Voor geïnteresseerden in de geschiedenis van de aderlating kunnen bij de literatuuropgave in het artikel van collega Keeman (2007:206-11) de volgende gegevens worden aangevuld. Allereerst is er het proefschrift van de voormalige Amsterdamse huisarts H.R.Hefting. In 1942 promoveerde deze bij Van Rijnberk op een dissertatie getiteld De geschiedenis van de bloedtransfusie.1 2 Van de 85 bladzijden die het proefschrift telt, zijn de bladzijden 20 tot en met 34 gewijd aan de geschiedenis van de aderlating. Vervolgens vermeldt Hefting in dit hoofdstuk een dissertatie uit 1869 van J.H.Gentis, getiteld Over bloedontlasting bij ziekte.3

J. Schouten
Literatuur
  1. Lindeboom GA. A classified bibliography of the history of Dutch medicine 1900-1974. Den Haag: Martinus Nijhoff; 1975. p. 324-5 en 328.

  2. Hefting HR. De geschiedenis van de bloedtransfusie [proefschrift]. Amsterdam: Universiteit van Amsterdam; 1942.
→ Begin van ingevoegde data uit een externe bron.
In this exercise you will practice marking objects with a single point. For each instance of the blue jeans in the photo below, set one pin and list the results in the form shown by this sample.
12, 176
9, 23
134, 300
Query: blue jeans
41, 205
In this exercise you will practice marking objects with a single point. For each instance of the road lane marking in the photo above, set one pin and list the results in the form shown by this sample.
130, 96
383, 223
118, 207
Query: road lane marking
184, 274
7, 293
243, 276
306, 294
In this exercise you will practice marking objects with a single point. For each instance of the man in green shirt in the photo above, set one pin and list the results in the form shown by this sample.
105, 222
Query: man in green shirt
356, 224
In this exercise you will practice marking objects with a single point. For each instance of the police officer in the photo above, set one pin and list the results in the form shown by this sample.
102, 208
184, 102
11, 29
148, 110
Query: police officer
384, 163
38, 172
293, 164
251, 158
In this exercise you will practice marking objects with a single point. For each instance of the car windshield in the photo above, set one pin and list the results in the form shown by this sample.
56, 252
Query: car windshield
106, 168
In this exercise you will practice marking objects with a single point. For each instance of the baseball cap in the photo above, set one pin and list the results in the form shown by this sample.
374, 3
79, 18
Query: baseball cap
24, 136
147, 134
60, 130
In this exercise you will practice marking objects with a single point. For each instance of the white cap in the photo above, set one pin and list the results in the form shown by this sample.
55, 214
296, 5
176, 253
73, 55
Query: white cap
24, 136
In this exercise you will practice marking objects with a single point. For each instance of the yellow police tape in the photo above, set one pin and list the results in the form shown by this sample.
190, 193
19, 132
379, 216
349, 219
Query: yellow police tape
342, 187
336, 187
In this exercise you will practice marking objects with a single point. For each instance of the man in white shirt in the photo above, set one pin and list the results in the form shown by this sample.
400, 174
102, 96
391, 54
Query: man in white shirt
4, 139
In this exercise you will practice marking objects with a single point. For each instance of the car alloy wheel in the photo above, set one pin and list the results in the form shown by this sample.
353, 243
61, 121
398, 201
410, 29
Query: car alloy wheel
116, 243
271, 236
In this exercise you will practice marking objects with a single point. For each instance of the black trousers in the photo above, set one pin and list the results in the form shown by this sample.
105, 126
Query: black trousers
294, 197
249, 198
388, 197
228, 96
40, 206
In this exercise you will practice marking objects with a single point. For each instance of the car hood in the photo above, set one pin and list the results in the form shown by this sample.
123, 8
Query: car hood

  3. Gentis JH. Over bloedontlasting bij ziekte [proefschrift]. Leiden: Rijksuniversiteit Leiden; 1869.

Amsterdam, februari 2007,

De proefschriften van Gentis en Hefting die collega Schouten noemt, geven niet echt nieuwe gezichtspunten, maar als aanvullende informatiebronnen zijn ze interessant. Was voor Hefting de aderlating geschiedenis, voor Gentis was die nog realiteit. Zo vermeldt hij dat in 1869 de methode-Broussais in ons land weliswaar al verlaten is, maar beveelt hij toch de aderlating bij de beginnende pneumonie aan, die door ‘eene ruime venaesectie binnen enge grenzen’ beperkt kon worden. Het werk van Louis was nog niet doorgedrongen.